Thaik dan Tiwa serta ratusan warga Myanmar lainnya direkrut dari negara mereka oleh sebuah perusahan bernama Silver Ship, lalu dibawa ke Thailand untuk mendapatkan paspor dan visa selanjutnya diangkut dengan kapal ikan Antasena ke Maluku, khususnya Pulau Benjina di Kabupaten Kepulauan Aru.
Selain warga Myanmar, ada juga ABK yang direkrut dari Tiongkok, dan Thaliand untuk bekerja sebagai ABK di armada kapal penangkap ikan milik PT. PBR.
Kasus traffiking di PT PBR melibatkan lima terdakwa berkebangsaan Thailand dan tiga warga negara Indonesia. Tim JPU Kejari Dobo di antaranya Arief Fatchurohman, Aizit Latuconsina, Gerald Salhuteru, dan Junjungan P. Aritonang.
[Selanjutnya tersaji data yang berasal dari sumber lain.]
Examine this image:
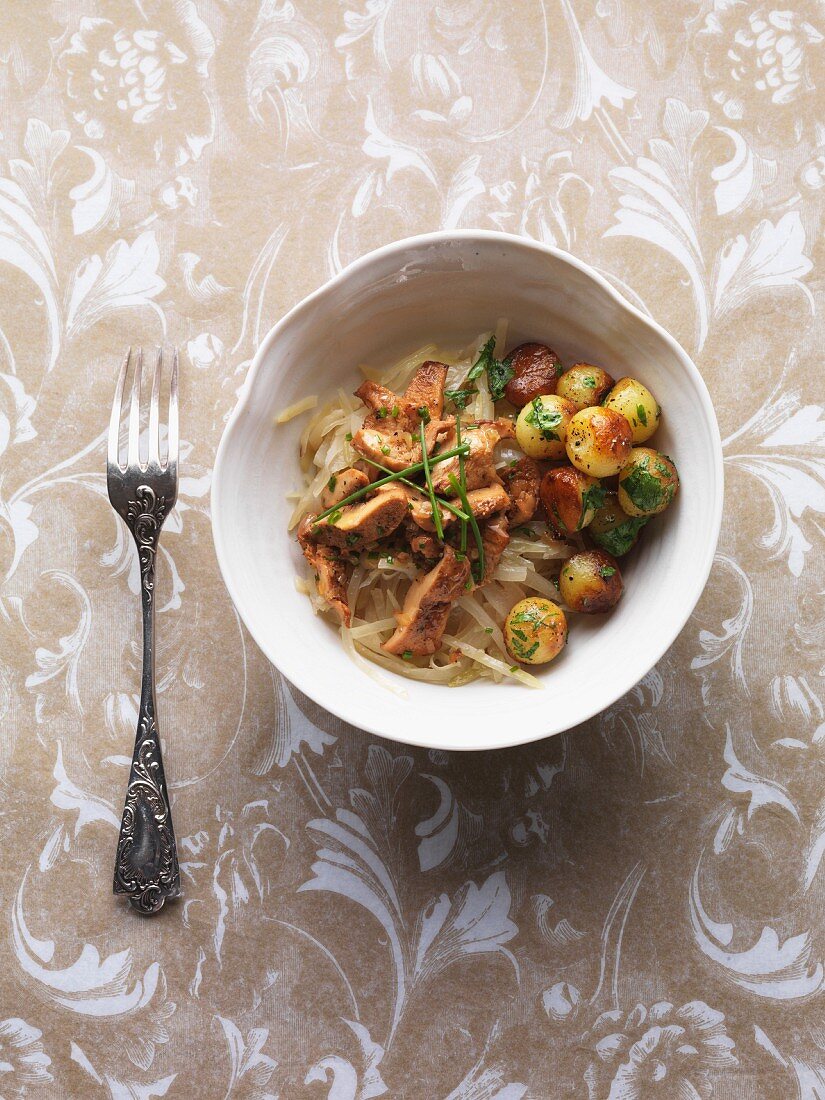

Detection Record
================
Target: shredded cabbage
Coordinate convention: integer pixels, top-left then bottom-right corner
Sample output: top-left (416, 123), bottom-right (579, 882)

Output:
top-left (290, 319), bottom-right (574, 696)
Mereka menjerat terdakwa dengan Undang-Undang nomor 21 tahun 2007 tentang tindak pidana penjualan orang (TPPO) serta KUH Pidana.
Terdakwa Hemanwir Martino (WNI) yang merupakan Pjs PT PBR Benjina didakwa melanggar pasal 2 ayat (2) juncto pasal 10 Undang-Undang TPPO juncto pasal 56 ayat (2) KUH Pidana sebagai dakwaan primair.
Sedangkan dakwaan subsidar adalah pasal 2 ayat (1) Juncto pasal 10 UU TPPO juncto pasal 56 ayat (2) KUH Pidana, lebih subsidair pasal 3 juncto pasal 10 UU TPPO, juncto pasal 56 ayat (2) KUH Pidana.
Sama halnya dengan terdakwa Yopy Hanorsian, Mukhlis Ohoitenan (WNI) yang merupakan staf QC PT PBR, Somchit Korraneesuk selaku Nahkoda Kapal Antasena 309, Yongyut Nitwongchaeron, Boonsom Jaika (nakoda KM. Antasena 311), Hatsaphon Phaetjakreng (nahkoda Kapal Antasena 141), Surachai Maneephong, serta Hatsaphon Phaethajreng didakwa dengan pasal yang sama.
Barang bukti yang dipakai JPU berdasarkan hasil penyitaan polisi diantaranya 49 Seaman Book Thailand, 24 Kartu Tanda Penduduk warga negara Myanmar, catatan Anak Buah Kapal yang disekap, gembok dan kunci tempat penyekapan, dan lima unit kapal diantaranya KM. Antasena 311, 141, 142, 309, dan Antasena 838.
Majelis hakim menunda persidangan hingga Senin, (7/12) masih dengan agenda mendengarkan keterangan 16 saksi berkebangsaan asing yang didatangkan ke Kota Tual didampingi Lembaga Perlindungan Saksi dan Korban (LPSK).